Id. (quoting LaFave, Search and Seizure, § 9.5(a) (3d ed. 1996 & Supp. 1997)).
In this case, Deputy Smith testified that he conducted a pat-down search of the
Defendant out of a generalized concern for his safety, but he articulated no circumstances
which justified the search. He had not observed the Defendant -- or anyone else -- engaging
in any suspicious activity, he observed no indication that the Defendant was carrying a
weapon, the Defendant made no suspicious movements, and, because the Defendant was
unknown to Deputy Smith, Deputy Smith had no prior knowledge of the Defendant to justify
a suspicion that the Defendant was armed. Deputy Smith had no specific reasons for
searching the Defendant. Rather, he performed the warrantless search, before he even asked
the Defendant any questions, for “generalized safety.” However, a generalized concern for
safety, without more, would permit a police officer to conduct a pat-down search of every
individual he or she stopped. Neither our state nor our federal constitution permits this level
of intrusion.

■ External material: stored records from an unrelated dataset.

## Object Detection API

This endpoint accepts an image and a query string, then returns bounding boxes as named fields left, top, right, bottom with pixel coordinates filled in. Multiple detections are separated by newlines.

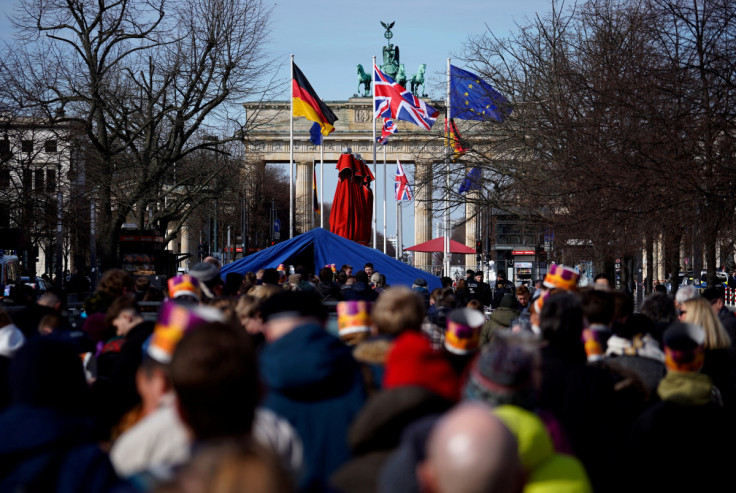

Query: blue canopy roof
left=220, top=228, right=442, bottom=291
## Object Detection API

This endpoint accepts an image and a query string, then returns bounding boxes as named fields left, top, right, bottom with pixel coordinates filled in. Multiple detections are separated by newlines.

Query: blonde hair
left=371, top=286, right=425, bottom=335
left=682, top=297, right=731, bottom=349
left=248, top=284, right=281, bottom=301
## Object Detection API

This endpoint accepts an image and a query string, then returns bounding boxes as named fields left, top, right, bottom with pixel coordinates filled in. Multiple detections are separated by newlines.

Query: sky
left=0, top=0, right=552, bottom=256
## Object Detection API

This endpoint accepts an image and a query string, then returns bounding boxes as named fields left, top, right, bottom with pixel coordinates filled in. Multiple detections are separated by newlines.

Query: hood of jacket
left=348, top=386, right=454, bottom=455
left=260, top=324, right=359, bottom=400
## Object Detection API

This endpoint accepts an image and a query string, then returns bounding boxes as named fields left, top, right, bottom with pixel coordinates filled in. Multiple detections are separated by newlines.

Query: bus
left=0, top=250, right=20, bottom=298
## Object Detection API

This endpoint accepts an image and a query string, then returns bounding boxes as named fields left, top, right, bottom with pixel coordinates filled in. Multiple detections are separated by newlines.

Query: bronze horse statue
left=358, top=64, right=371, bottom=98
left=411, top=63, right=427, bottom=97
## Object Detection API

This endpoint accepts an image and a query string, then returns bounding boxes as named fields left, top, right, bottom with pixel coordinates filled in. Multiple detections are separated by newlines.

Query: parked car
left=20, top=276, right=51, bottom=298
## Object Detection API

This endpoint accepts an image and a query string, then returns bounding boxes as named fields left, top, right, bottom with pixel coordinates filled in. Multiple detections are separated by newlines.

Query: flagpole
left=371, top=55, right=378, bottom=249
left=444, top=58, right=452, bottom=277
left=394, top=200, right=401, bottom=260
left=290, top=54, right=294, bottom=238
left=382, top=141, right=388, bottom=250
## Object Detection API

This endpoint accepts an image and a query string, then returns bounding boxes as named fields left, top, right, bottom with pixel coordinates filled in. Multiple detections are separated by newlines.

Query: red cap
left=383, top=331, right=460, bottom=401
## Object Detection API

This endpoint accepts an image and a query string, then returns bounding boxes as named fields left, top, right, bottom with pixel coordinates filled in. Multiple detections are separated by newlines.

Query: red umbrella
left=404, top=236, right=475, bottom=254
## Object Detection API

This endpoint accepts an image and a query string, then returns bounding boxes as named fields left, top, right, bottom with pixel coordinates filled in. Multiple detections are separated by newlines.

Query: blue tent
left=220, top=228, right=442, bottom=291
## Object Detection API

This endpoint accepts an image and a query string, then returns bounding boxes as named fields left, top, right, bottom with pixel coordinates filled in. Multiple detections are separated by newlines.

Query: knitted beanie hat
left=662, top=322, right=705, bottom=372
left=445, top=308, right=485, bottom=354
left=337, top=300, right=372, bottom=337
left=146, top=301, right=225, bottom=363
left=383, top=330, right=460, bottom=400
left=544, top=264, right=580, bottom=291
left=465, top=332, right=538, bottom=406
left=168, top=274, right=202, bottom=299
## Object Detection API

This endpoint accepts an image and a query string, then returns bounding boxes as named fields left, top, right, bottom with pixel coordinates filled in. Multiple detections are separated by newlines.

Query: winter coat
left=480, top=306, right=519, bottom=344
left=260, top=324, right=365, bottom=491
left=622, top=372, right=736, bottom=492
left=330, top=386, right=453, bottom=493
left=0, top=404, right=118, bottom=493
left=353, top=335, right=394, bottom=394
left=539, top=345, right=645, bottom=492
left=493, top=405, right=592, bottom=493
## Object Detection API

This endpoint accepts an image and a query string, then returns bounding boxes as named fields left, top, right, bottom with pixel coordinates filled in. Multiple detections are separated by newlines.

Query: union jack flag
left=394, top=159, right=411, bottom=201
left=376, top=118, right=399, bottom=146
left=373, top=64, right=440, bottom=130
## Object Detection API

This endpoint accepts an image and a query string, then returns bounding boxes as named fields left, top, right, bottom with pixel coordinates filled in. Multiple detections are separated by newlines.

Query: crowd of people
left=0, top=258, right=736, bottom=493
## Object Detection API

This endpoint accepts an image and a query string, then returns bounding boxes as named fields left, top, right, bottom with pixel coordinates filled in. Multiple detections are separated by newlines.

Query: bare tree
left=0, top=0, right=270, bottom=267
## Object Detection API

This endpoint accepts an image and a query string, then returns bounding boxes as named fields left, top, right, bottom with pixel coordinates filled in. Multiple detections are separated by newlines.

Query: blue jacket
left=0, top=404, right=118, bottom=493
left=260, top=324, right=365, bottom=491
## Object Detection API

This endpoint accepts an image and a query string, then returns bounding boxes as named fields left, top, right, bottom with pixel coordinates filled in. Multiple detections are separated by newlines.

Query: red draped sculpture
left=330, top=154, right=375, bottom=245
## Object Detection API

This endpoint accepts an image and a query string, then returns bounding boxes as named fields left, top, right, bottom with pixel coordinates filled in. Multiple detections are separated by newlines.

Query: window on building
left=23, top=169, right=33, bottom=190
left=46, top=169, right=56, bottom=192
left=33, top=168, right=46, bottom=190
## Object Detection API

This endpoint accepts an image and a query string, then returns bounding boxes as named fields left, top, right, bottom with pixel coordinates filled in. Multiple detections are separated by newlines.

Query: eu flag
left=450, top=65, right=511, bottom=122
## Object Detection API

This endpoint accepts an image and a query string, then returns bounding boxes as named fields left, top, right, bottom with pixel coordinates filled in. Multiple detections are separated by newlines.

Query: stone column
left=294, top=162, right=314, bottom=234
left=244, top=161, right=268, bottom=250
left=414, top=163, right=432, bottom=271
left=179, top=222, right=191, bottom=269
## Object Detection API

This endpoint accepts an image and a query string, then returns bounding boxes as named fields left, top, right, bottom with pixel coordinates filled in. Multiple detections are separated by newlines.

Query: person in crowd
left=411, top=277, right=429, bottom=309
left=353, top=286, right=425, bottom=392
left=163, top=440, right=296, bottom=493
left=493, top=405, right=593, bottom=493
left=342, top=270, right=378, bottom=301
left=370, top=272, right=387, bottom=295
left=516, top=284, right=532, bottom=318
left=480, top=293, right=519, bottom=344
left=675, top=284, right=700, bottom=319
left=538, top=292, right=638, bottom=491
left=330, top=328, right=459, bottom=493
left=316, top=267, right=342, bottom=301
left=621, top=320, right=736, bottom=493
left=133, top=276, right=151, bottom=301
left=260, top=290, right=367, bottom=491
left=0, top=305, right=26, bottom=410
left=604, top=312, right=674, bottom=396
left=702, top=287, right=736, bottom=344
left=189, top=257, right=225, bottom=300
left=455, top=279, right=470, bottom=308
left=82, top=269, right=135, bottom=344
left=422, top=286, right=454, bottom=351
left=489, top=272, right=516, bottom=309
left=468, top=270, right=493, bottom=306
left=417, top=403, right=522, bottom=493
left=222, top=272, right=244, bottom=297
left=639, top=293, right=677, bottom=347
left=680, top=296, right=736, bottom=412
left=0, top=337, right=118, bottom=493
left=580, top=288, right=616, bottom=361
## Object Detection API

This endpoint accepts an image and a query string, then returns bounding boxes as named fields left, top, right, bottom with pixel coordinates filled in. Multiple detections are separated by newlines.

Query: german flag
left=291, top=63, right=337, bottom=135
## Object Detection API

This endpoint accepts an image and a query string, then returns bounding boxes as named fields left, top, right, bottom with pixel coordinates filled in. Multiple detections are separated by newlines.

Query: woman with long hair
left=680, top=296, right=736, bottom=412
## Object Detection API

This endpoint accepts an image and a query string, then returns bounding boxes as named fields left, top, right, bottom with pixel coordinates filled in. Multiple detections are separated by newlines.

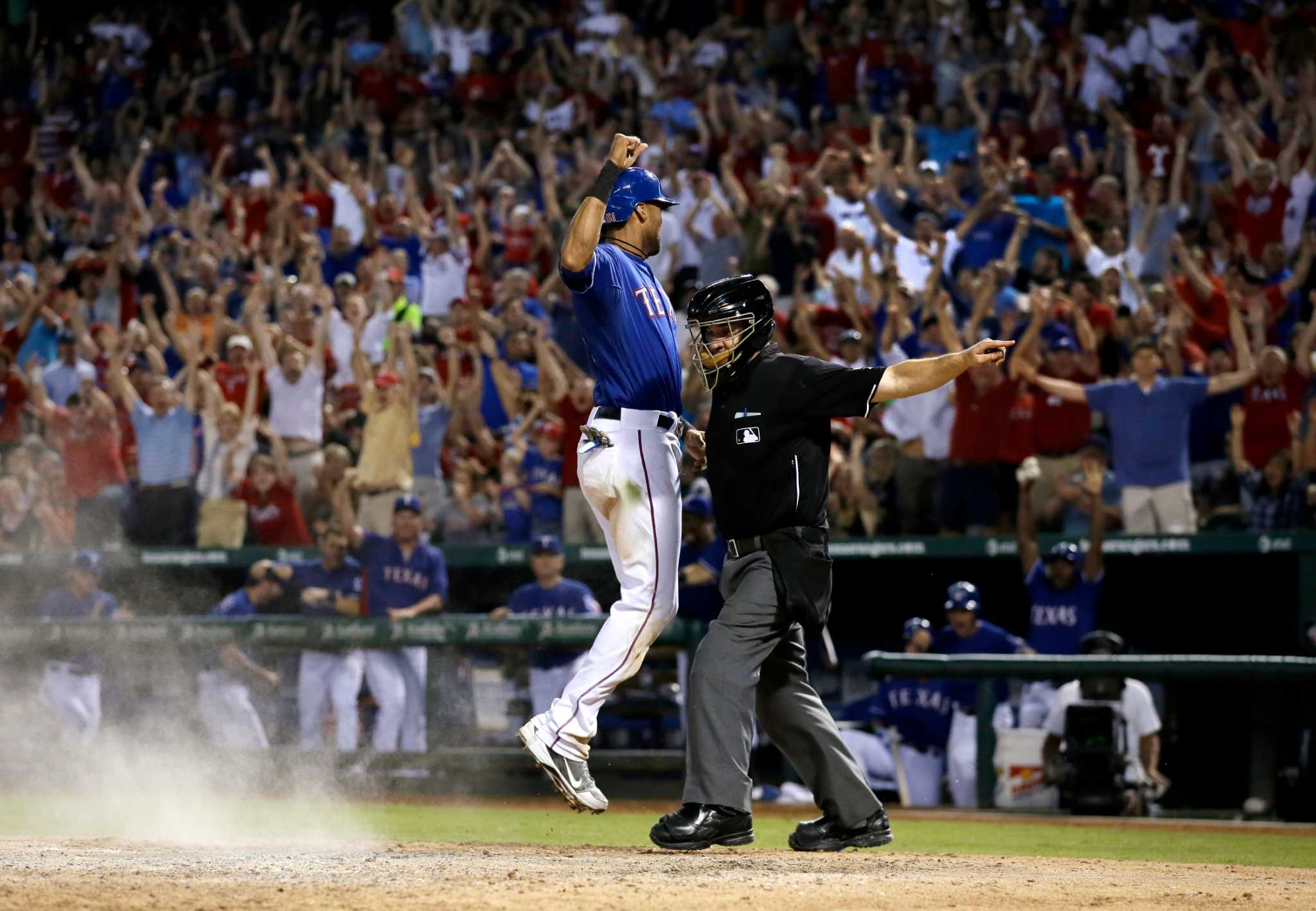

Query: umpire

As the State acknowledges in its brief, “there is no authority that permits an
automatic pat-down incident to a field interview.” Therefore, Deputy Smith’s search of the
Defendant was unconstitutional.
Accordingly, the trial court erred in denying the Defendant’s motion to suppress, and
all of the evidence obtained as a result of the illegal search must be suppressed. See State
v. Yeargan, 958 S.W.2d 626, 629 (Tenn. 1997); Winn, 974 S.W.2d at 705. Having answered
the Defendant’s second certified question in a manner that entitles him to relief, we must
reverse and vacate the Defendant’s convictions and dismiss the charges.
Conclusion
For the foregoing reasons, we are constrained to reverse the judgments of the trial
court and dismiss the charges against the Defendant in this action.